The HICI Formula: How We Score Software Without Seeing the Code

Every enterprise procurement team faces the same problem: how do you evaluate a vendor’s software quality before you buy it? The traditional answer is code review. The real answer is zero-knowledge evaluation. HICI makes it possible — and we’re publishing the formula because a standard isn’t a standard if only one company controls it.

Why We Built HICI
The Formula
The Security Cap
What Each Dimension Measures
The Grade Scale
Why It’s Zero-Knowledge
Why We Open-Sourced It
The Relationship to HATS
Get Your HICI Score

Why We Built HICI

Every enterprise procurement team faces the same problem: how do you evaluate a vendor’s software quality before you buy it?

The traditional answer is code review.
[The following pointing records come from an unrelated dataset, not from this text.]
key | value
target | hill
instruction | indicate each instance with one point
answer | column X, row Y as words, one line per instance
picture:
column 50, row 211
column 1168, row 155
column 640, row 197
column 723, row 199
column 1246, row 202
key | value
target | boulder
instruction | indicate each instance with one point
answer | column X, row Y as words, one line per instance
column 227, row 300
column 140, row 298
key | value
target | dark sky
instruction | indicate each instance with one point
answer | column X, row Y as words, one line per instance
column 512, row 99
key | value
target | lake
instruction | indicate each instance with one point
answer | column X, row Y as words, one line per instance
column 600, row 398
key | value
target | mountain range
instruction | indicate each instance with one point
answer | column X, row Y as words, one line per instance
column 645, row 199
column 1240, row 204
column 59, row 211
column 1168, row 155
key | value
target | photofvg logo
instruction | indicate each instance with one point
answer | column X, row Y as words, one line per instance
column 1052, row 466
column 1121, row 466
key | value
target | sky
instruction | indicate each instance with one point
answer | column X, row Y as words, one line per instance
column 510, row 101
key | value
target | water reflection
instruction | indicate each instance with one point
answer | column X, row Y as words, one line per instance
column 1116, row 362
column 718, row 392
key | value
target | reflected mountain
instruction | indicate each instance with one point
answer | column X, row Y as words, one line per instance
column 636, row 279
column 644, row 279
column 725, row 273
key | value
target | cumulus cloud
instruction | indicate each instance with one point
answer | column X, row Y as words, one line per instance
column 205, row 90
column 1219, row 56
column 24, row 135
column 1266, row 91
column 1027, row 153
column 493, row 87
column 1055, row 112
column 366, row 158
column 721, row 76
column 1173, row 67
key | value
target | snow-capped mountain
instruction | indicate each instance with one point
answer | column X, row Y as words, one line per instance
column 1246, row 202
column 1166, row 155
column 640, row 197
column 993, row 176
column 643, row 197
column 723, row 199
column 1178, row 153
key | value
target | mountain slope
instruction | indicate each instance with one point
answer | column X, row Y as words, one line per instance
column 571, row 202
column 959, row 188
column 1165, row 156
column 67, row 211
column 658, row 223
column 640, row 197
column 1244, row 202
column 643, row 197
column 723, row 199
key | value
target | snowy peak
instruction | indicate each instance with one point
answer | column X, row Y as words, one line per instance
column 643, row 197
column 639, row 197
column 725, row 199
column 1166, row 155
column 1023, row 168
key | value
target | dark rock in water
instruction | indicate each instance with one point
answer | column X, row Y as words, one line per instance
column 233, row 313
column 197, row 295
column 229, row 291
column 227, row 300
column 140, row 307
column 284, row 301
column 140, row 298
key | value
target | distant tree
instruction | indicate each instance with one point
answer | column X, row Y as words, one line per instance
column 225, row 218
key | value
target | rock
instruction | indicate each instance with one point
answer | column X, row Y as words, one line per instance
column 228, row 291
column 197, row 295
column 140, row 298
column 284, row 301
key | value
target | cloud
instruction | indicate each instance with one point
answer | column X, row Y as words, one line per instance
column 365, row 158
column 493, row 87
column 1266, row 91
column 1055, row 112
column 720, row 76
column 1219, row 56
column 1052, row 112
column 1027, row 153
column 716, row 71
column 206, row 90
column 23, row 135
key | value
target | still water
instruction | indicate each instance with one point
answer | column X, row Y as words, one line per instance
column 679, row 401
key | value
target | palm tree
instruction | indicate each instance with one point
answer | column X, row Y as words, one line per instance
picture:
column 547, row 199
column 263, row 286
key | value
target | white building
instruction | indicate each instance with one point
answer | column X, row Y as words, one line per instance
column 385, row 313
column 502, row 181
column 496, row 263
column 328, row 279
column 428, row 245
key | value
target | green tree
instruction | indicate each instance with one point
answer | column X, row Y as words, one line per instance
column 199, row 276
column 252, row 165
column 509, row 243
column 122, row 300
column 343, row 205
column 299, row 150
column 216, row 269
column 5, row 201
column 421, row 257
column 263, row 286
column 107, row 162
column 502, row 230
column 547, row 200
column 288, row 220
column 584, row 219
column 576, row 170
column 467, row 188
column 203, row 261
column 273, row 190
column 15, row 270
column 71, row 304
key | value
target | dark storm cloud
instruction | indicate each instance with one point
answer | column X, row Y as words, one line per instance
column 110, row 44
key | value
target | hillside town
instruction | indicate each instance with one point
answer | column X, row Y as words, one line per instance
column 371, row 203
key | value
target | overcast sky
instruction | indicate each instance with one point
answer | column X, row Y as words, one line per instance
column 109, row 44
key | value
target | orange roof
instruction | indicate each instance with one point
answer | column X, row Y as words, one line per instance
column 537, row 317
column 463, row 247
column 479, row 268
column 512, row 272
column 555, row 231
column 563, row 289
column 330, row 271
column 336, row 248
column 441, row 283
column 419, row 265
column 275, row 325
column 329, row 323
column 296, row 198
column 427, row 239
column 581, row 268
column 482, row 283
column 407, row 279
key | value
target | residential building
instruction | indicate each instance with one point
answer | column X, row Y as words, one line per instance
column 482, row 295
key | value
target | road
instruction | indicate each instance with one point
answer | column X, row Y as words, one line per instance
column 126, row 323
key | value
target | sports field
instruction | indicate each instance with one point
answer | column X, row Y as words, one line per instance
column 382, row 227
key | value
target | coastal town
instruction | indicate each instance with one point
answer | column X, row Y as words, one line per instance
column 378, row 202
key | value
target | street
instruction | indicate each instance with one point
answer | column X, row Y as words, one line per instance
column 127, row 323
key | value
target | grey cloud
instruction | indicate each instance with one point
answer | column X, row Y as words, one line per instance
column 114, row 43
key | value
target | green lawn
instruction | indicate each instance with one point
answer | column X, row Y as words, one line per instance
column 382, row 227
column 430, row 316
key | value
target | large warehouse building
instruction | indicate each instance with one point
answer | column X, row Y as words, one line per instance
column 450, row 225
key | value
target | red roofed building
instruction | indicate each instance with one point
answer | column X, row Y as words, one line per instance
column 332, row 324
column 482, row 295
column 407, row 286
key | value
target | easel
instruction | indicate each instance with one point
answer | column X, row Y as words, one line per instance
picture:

Send your engineers into the vendor’s codebase for two weeks. Cost: $50K–$100K. Timeline: weeks. And it requires the vendor to hand over their source code — their most valuable intellectual property — to a potential customer who might not buy.

Most vendors refuse. Most buyers skip the review. Both sides lose.

HICI solves this by making code evaluation zero-knowledge. The vendor runs the evaluation locally. The code never leaves their machine. The output is a cryptographic proof that the evaluation ran correctly and a scored grade across six dimensions. The buyer sees the grade. The vendor keeps their code. The math proves it’s honest.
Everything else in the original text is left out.